Les recherches entamées par une patrouille de l’EUFOR arrivée sur les lieux 15-20 minutes après les faits, avec la participation de la gendarmerie nationale tchadienne et d’un hélicoptère français se sont révélées vaines, et le dispositif a été levé en fin d’après-midi : le lieutenant-colonel Jean Axelos a révélé que la voiture volée a été retrouvée à une centaine de kilomètres des lieux de l’agression.
« Les vols de voitures touchant des organisations internationales et ONG sont relativement fréquents dans cette partie du pays. On peut situer à au moins un par semaine ces vols qui visent particulièrement les pick-up et les 4X4 » a déclaré le représentant du Haut Commissariat des Nations-Unies pour les Réfugiés (HCR), Serge Malé.
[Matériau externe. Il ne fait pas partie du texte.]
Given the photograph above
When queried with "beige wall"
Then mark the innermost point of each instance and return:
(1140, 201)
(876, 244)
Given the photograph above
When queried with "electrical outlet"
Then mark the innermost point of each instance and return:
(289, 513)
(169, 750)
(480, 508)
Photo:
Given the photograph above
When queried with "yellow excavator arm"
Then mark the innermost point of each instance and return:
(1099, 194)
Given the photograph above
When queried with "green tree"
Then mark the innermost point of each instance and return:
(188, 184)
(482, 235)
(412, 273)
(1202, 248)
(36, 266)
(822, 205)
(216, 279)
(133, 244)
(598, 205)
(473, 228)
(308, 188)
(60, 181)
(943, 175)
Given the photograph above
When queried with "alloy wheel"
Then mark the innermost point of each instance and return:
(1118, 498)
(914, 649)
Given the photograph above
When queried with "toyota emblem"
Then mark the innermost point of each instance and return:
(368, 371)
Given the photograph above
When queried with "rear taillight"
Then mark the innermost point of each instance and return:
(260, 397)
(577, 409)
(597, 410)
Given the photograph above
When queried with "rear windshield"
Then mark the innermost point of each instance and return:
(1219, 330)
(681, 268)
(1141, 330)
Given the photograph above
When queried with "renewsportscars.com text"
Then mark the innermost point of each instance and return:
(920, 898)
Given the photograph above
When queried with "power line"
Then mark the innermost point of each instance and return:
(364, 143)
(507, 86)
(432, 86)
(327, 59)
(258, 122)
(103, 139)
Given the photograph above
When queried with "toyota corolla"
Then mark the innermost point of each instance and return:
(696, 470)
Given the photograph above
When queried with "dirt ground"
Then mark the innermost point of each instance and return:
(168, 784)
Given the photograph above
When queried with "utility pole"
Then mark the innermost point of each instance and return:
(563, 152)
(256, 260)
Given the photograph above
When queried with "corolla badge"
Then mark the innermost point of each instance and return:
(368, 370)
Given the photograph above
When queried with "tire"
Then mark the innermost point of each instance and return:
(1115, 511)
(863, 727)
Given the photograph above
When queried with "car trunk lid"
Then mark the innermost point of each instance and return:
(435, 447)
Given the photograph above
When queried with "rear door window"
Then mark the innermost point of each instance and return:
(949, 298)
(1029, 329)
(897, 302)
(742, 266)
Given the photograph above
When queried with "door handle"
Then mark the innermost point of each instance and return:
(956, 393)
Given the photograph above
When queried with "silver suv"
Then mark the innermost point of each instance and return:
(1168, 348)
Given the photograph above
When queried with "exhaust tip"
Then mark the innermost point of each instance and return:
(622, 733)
L’EUFOR est mandatée par l’
ONU pour sécuriser le zone et protéger les réfugiés soudanais du
Darfour et les déplacés internes : sa mission a commencé le 17 mars dernier avec plusieurs mois de retard, et n’a pas encore atteint sa capacité opérationnelle maximale, puisque seuls 1 770 militaires sont actuellement déployés sur place pour 3 700 prévus.
Pascal Marlinge était marié et père de deux petites filles.